Quite contrary to the idea of the sacralised motherhood with the potential of spiritual transformation, is the darker side of motherhood tinged with confusion, disappointment, and self-effacement. Julie Rodgers explored and problematized this area in the break-out session that she facilitated, which focused on an extract from Éliette Abécassis’s Un heureux événement [A Happy Event]. The extract juxtaposes a practising Jewish mother of ten children, who purportedly considers her children as her ‘whole life’, with a non-practising, secular mother of one, quite hesitant and confused with her maternal identity. The group discussed a number of questions concerning the encounter of these two different women such as: To what extent is religion influencing these two women’s motherhood as experience? How is the experience complicated and/or dominated by the institution? What is, if any, the common ground of motherhood beyond the religious dictates (e.g. societal factors)? I particularly liked Sheridan Marshall’s interpretation of the supposed ambiguity of the word ‘whole life’. Is it a mother’s conscious decision and love to consider their children as whole life or is her life confined by them? Sheridan’s own paper explored the connection between motherhood and religion in terms of the disappointment (and also ambivalence) they both generate. I would like to mention Pauline Eaton’s paper on Rosie Carpe here, as it, through the analysis of the novel, depicted how the image of Virgin Mary fails to be the model for motherhood today. The extract is also very relevant to the aforementioned issue i.e the maternal body, as it portrays Rosie’s inability to breastfeed her child and her experience of it. In relation to religion’s influence on motherhood, I must also mention ‘Limbo’, the text extract presented by Máire Ní Annracháin in another break-out session, which depicts the extreme agony of a mother whose child has been buried in the cemetery for unbaptized children. These poems unravel how religion as an institution impacts on maternal experience insofar as it can even aggravate and intensify a mother’s pain of losing her child.

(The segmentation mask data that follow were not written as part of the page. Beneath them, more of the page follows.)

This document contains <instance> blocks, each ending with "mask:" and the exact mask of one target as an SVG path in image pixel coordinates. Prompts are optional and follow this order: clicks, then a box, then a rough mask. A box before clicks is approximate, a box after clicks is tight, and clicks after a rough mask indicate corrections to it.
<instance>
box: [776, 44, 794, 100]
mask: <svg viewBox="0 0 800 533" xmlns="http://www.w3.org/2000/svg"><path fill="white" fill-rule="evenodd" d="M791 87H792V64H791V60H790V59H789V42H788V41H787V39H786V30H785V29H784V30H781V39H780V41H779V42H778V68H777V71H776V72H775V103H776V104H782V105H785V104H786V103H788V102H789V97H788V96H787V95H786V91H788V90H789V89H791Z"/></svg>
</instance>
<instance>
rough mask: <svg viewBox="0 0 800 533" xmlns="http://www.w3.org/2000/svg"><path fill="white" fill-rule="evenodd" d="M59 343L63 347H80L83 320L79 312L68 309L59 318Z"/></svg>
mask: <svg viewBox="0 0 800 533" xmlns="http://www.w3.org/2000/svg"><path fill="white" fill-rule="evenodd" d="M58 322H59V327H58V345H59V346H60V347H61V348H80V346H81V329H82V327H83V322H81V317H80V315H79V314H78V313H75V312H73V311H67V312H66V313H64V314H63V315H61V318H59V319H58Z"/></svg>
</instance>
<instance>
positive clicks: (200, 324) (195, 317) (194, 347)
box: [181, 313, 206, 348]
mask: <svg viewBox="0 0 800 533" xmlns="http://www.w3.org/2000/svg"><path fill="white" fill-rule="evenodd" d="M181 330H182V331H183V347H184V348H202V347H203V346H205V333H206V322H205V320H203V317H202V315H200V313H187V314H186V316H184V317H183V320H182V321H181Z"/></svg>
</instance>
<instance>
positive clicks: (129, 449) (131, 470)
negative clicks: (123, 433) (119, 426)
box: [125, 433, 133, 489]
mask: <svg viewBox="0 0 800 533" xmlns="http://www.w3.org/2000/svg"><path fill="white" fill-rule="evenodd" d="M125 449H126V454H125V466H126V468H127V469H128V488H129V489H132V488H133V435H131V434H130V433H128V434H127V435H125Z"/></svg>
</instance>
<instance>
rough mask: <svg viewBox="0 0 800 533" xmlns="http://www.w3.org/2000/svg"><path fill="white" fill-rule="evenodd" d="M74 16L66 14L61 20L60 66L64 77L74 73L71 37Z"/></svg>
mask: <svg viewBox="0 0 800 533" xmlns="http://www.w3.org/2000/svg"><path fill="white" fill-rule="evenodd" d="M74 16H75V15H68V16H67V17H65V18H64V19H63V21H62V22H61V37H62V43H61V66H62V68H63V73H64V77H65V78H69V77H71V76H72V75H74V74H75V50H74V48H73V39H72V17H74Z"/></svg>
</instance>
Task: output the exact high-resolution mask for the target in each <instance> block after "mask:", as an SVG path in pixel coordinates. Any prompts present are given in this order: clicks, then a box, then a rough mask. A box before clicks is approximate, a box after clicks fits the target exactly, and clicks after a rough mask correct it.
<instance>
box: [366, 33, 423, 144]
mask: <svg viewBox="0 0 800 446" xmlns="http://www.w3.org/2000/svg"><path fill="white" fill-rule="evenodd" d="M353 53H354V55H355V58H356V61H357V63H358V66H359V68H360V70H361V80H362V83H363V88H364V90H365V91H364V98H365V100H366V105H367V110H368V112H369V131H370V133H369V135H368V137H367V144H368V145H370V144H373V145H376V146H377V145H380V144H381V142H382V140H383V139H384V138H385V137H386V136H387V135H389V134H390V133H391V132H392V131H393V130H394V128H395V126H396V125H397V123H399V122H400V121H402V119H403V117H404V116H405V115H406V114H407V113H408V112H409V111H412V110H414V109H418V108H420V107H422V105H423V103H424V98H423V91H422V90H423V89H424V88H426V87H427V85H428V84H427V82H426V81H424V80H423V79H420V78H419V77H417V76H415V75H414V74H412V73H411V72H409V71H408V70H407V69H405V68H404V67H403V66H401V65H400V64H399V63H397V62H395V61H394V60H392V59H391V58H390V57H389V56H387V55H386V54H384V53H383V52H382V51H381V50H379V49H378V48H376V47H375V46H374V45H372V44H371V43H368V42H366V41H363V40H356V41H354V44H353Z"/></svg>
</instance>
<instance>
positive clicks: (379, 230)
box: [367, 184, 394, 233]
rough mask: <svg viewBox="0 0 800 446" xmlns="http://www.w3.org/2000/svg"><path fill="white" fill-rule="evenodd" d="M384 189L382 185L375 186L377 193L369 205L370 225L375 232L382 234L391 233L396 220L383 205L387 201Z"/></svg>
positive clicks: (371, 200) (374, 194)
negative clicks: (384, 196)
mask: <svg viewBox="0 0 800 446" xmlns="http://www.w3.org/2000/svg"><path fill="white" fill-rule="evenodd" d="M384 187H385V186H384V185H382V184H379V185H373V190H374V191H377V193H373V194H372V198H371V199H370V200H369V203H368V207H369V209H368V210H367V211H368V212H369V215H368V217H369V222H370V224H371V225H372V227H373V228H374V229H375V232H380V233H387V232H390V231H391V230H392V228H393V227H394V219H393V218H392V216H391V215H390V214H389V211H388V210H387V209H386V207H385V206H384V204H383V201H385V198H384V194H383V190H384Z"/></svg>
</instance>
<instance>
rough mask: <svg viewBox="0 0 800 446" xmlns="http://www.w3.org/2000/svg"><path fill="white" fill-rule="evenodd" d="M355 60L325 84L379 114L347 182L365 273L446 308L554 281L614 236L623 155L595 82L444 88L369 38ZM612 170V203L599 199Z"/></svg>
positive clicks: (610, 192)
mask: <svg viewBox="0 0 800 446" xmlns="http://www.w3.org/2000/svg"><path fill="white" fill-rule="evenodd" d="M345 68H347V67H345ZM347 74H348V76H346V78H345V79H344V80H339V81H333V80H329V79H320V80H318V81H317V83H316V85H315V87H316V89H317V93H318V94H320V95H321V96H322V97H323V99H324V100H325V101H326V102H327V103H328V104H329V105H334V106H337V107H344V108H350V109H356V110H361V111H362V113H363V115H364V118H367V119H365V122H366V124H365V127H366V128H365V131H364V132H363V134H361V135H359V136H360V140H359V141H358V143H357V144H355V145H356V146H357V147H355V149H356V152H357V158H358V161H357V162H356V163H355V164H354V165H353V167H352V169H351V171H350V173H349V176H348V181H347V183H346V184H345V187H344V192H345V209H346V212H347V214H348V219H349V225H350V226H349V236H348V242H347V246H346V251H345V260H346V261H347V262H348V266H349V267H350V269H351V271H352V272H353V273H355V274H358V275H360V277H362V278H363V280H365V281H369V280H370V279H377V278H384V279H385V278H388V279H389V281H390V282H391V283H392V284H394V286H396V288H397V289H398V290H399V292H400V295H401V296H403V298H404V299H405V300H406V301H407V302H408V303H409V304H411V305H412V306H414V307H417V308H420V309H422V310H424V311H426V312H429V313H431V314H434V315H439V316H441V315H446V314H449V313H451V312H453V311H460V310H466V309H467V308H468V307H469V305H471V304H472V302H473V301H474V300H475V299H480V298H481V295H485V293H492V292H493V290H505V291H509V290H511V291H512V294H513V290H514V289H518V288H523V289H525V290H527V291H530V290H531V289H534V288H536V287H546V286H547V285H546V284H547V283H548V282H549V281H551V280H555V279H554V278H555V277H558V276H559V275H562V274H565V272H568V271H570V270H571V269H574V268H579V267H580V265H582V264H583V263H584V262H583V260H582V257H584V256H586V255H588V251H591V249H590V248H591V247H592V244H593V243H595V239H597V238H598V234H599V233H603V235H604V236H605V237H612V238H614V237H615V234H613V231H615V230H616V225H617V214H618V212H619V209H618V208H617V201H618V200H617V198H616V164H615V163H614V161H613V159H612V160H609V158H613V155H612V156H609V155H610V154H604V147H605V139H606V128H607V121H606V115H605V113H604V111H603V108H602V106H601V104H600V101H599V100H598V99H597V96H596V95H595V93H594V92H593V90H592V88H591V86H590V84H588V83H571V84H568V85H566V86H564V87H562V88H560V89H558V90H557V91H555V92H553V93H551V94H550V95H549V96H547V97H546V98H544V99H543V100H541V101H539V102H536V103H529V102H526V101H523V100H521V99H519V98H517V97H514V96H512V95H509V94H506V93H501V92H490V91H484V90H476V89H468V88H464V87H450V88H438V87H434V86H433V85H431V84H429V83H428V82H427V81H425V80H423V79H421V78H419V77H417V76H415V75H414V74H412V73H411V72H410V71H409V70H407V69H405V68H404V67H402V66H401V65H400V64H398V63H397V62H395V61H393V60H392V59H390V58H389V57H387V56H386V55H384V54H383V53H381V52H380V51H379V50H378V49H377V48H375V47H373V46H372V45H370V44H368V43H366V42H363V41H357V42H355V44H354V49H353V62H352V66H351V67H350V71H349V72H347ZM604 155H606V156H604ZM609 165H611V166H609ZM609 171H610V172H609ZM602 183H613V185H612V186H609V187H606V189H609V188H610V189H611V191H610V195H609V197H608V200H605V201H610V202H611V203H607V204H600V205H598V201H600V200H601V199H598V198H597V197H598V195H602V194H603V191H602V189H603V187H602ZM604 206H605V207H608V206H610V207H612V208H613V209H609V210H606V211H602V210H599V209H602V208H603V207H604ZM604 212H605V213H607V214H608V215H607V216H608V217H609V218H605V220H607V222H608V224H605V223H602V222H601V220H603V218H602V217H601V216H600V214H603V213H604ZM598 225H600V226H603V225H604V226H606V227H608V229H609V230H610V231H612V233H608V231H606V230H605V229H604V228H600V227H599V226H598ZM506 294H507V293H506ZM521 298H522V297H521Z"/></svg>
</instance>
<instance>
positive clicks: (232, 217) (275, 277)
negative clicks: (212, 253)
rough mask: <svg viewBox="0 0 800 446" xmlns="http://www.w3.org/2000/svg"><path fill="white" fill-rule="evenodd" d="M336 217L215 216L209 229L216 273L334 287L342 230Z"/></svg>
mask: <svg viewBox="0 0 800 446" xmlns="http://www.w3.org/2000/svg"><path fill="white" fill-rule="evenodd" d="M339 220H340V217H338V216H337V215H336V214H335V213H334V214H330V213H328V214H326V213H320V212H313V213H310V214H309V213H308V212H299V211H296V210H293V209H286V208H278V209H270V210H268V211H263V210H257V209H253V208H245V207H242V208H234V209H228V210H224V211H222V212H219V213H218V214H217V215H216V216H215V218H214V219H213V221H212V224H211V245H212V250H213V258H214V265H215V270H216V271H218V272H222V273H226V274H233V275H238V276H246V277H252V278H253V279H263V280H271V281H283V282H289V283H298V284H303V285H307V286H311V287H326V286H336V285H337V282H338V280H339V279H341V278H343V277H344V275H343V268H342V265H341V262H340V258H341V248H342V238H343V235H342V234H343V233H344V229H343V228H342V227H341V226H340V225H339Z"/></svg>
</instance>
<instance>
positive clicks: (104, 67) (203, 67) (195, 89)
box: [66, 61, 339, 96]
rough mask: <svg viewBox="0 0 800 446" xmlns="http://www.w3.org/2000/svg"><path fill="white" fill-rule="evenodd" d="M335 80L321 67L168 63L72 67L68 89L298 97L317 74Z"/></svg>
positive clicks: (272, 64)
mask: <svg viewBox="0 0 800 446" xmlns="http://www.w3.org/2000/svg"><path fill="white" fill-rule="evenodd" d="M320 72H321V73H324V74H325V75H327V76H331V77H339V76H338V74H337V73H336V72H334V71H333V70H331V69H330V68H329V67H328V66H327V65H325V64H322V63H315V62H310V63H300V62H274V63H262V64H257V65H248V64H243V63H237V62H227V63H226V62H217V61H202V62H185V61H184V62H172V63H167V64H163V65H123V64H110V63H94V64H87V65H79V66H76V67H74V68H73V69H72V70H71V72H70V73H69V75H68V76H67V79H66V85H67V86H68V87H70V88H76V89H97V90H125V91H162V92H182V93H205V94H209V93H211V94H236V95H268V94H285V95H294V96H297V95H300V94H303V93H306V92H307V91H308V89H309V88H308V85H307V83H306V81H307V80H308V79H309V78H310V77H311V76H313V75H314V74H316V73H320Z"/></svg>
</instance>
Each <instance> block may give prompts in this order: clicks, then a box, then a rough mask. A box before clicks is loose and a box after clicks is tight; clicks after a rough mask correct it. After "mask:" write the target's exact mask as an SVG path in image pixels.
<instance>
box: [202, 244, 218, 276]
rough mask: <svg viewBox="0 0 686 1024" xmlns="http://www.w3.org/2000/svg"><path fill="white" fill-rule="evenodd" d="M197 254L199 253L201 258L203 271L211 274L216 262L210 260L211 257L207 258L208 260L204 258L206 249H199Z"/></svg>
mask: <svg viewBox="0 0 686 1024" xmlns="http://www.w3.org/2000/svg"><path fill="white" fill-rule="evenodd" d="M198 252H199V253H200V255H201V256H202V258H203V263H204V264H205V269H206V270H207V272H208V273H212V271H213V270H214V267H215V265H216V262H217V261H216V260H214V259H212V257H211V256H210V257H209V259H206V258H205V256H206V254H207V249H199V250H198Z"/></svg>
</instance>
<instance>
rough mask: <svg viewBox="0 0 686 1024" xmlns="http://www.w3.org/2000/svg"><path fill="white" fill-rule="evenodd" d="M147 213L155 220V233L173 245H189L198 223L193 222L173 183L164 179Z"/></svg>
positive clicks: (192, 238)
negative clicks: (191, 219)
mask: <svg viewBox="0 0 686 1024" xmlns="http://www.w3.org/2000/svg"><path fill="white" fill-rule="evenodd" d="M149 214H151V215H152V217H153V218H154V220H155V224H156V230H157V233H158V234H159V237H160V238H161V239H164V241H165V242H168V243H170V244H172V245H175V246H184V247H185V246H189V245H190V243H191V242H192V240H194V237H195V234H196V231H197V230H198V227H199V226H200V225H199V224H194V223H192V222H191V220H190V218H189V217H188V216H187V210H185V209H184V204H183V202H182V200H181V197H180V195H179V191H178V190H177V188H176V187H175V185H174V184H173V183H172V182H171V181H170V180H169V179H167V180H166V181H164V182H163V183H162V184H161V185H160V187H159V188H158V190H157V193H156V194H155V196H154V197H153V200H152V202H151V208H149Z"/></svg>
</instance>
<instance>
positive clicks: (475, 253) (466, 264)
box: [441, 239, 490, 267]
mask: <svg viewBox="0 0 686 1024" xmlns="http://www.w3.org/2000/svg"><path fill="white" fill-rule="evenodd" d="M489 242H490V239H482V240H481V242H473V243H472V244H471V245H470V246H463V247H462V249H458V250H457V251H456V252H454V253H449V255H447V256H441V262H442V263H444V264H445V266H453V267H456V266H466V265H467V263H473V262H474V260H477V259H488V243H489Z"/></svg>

Negotiating Motherhood and Religion:
Sariya Cheruvallil-Contractor’s paper offered important insights into how motherhood can be reshaped by women as an empowering identity and how it facilitates their religious belief which has otherwise been misinterpreted by patriarchal scripts. Muslim women in Britain negotiating their maternal agency and faith lives can be an example of empowered motherhood which is emancipating for women. Nonetheless, the potential risk, I think, cannot and should not be ignored that this might be seen as over-idealised version of motherhood which can be rather detrimental. In the context of Christianity, Dawn Llewellyn’s paper was interesting as it shows her research on motherhood and voluntary non-motherhood in connection with Christian women’s identity.
Motherhood, Religion and the Question of Situation:
Undeniably situation plays a determining role in the connections between motherhood and religion and its impact on women. By situation, I mean national context and also the socio-cultural and economic conditions in which women come to experience both motherhood and religion. As Mohar Choudhury pointed out while discussing Sariya’s paper: the idea and practice of empowered mothering based on the foundational Islamic text experienced by Muslim women in Britain, might not retain its liberating nature in case of other Muslim women elsewhere (in India, for example, as she said). Sheridan’s paper on maternal and religious disappointment also shows the influence of specific national contexts in forming and/or destabilising the connection between motherhood and religion. The extract taken from the novel Life is a Caravanserai similarly provides much insight into this issue, portraying the changing time and its influence on the protagonist whose mother and grandmother represent two generations and two different sets of beliefs.
The papers and breakout discussions have shown motherhood to be a site of contestation and a site of transformation; to add to this, I would say, most of the papers have also shown motherhood to be a site of profound ambivalence. However, following Rachel Jones (who refers to Lisa Baraitser with regard to this issue), I would say that this ambivalence is not always and necessarily negative; rather, it has the potential to form a maternal subjectivity when a mother can actively reflect upon this ambivalence.
In conclusion, returning to the objective of the workshop – to explore ‘new or re-connections’ with diverse religions thereby enquiring into the influence they are having on women as mothers – I could say the workshop not only succeeded in achieving this objective but also moved beyond this with more questions on and insights into motherhood.